Vierschanzentournee in Oberstdorf: Comeback mit Botschaft

Janne Ahonen wird beim ersten Springen der Vierschanzentournee Zweiter. Seine erfolgreiche Rückkehr begleiten Bekenntnisse über Hungerkuren und Fressattacken.

Der finnische Skispringer Janne Ahonen schafft in Oberstdorf den zweiten Platz. Bild: dpa

Der deutsche Skisprung-Cheftrainer Werner Schuster darf sich als Prophet fühlen. Janne Ahonen, gab Schuster zu bedenken, werde sich bei seiner Rückkehr auf die Schanzen doch ganz sicher nicht auf x-beliebige Weltcups "in Lillehammer oder Engelberg" konzentrieren, sondern auf die Großereignisse Vierschanzentournee und Olympia. Und tatsächlich: Nach eher mittelmäßigen Weltcupauftritten, die die Spötter schon auf den Plan riefen mit der Frage, ob ein Comeback mit 32 wirklich eine gute Idee sei, ersprang sich Ahonen beim Tourneeauftakt in Oberstdorf Rang zwei. Der Österreicher und Dritte, Thomas Morgenstern, sagte: "Es ist so wie immer: Die Tournee hat angefangen, und Janne Ahonen ist wieder auf dem Podest."

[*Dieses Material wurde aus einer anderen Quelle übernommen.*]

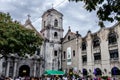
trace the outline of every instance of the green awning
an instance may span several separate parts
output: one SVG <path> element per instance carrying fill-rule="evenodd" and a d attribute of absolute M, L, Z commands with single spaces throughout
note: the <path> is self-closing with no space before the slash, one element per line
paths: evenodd
<path fill-rule="evenodd" d="M 44 74 L 45 75 L 64 75 L 65 73 L 63 71 L 57 71 L 57 70 L 46 70 Z"/>

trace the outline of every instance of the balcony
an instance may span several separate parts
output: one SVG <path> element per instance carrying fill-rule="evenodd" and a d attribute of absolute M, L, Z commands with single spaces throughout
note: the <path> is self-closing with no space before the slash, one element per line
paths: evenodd
<path fill-rule="evenodd" d="M 83 64 L 83 66 L 86 66 L 87 65 L 87 61 L 83 62 L 82 64 Z"/>
<path fill-rule="evenodd" d="M 118 63 L 119 58 L 110 58 L 110 63 Z"/>
<path fill-rule="evenodd" d="M 95 60 L 94 64 L 101 64 L 101 60 Z"/>

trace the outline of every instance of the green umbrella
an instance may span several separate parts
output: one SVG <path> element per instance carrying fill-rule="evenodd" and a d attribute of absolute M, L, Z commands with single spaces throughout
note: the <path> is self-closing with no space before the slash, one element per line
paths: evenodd
<path fill-rule="evenodd" d="M 57 70 L 46 70 L 44 74 L 45 75 L 64 75 L 65 73 L 63 71 L 57 71 Z"/>

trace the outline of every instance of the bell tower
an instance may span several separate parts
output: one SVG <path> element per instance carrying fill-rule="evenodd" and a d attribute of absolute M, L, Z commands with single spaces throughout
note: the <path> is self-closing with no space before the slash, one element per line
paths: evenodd
<path fill-rule="evenodd" d="M 41 34 L 45 38 L 44 57 L 46 70 L 61 68 L 61 38 L 63 38 L 63 15 L 49 9 L 42 15 Z"/>

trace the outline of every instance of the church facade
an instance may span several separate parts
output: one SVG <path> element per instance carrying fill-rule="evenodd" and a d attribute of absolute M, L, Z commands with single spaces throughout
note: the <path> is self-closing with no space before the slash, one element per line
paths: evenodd
<path fill-rule="evenodd" d="M 24 26 L 37 32 L 29 18 Z M 1 75 L 40 77 L 45 70 L 61 69 L 80 76 L 120 75 L 120 23 L 96 33 L 88 31 L 85 37 L 70 27 L 64 37 L 63 32 L 63 14 L 53 8 L 45 11 L 38 32 L 44 39 L 39 50 L 28 58 L 1 59 Z"/>

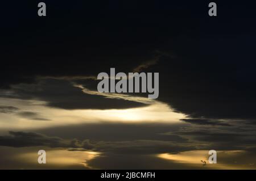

Ahonen selbst sagt über den Coup von Oberstdorf, den nur der Tagessieger Andreas Kofler aus Österreich störte: "Der zweite Platz ist ein unglaubliches Gefühl. Ich bin schon ein wenig überrascht." Natürlich muss man sagen, dass die Witterungsbedingungen am Schattenberg Ahonen begünstigten, andere dagegen hemmten - er hat im heiklen Wettkampf einfach die Nerven behalten und seine große Routine ausgespielt, während andere ob der wechselnden Windböen nervös wurden.

2008 hatte Ahonen nach fünf Tourneesiegen, 36 Weltcupsiegen und zwei WM-Einzeltiteln seine Karriere beendet, es war ein Abschied, wie ihn sich viele Sportler wünschen: Noch voll in der Weltspitze stehend, verkündete er, sich fortan um die Familie kümmern zu wollen und um das Hobby Motorsport. Aber offensichtlich ist es ihm schnell langweilig geworden daheim in Lahti. Ahonen trainierte wieder und kündigte eine Rückkehr an. Er sehe das Jahr als Auszeit, als Erholung für den stark beanspruchten Körper, sagte er. Dazwischen hat er zusammen mit einem finnischen Journalisten ein Buch veröffentlicht. In Oberstdorf ist die deutsche Ausgabe der Biografie mit dem Titel "Königsadler" präsentiert worden. Neben allerlei Infos aus dem Privatleben versucht Ahonen auch zu schildern, wie es hinter den Kulissen der Skisprungszene zugeht: Da werden schon einmal Wettkämpfe verpatzt, weil am Tag zuvor zu viel gebechert worden ist. "Hätte ich beim Schreiben des Buchs gewusst, dass ich wieder zurückkehre, hätte ich manches vielleicht weggelassen", sagt Ahonen und lächelt ein bisschen.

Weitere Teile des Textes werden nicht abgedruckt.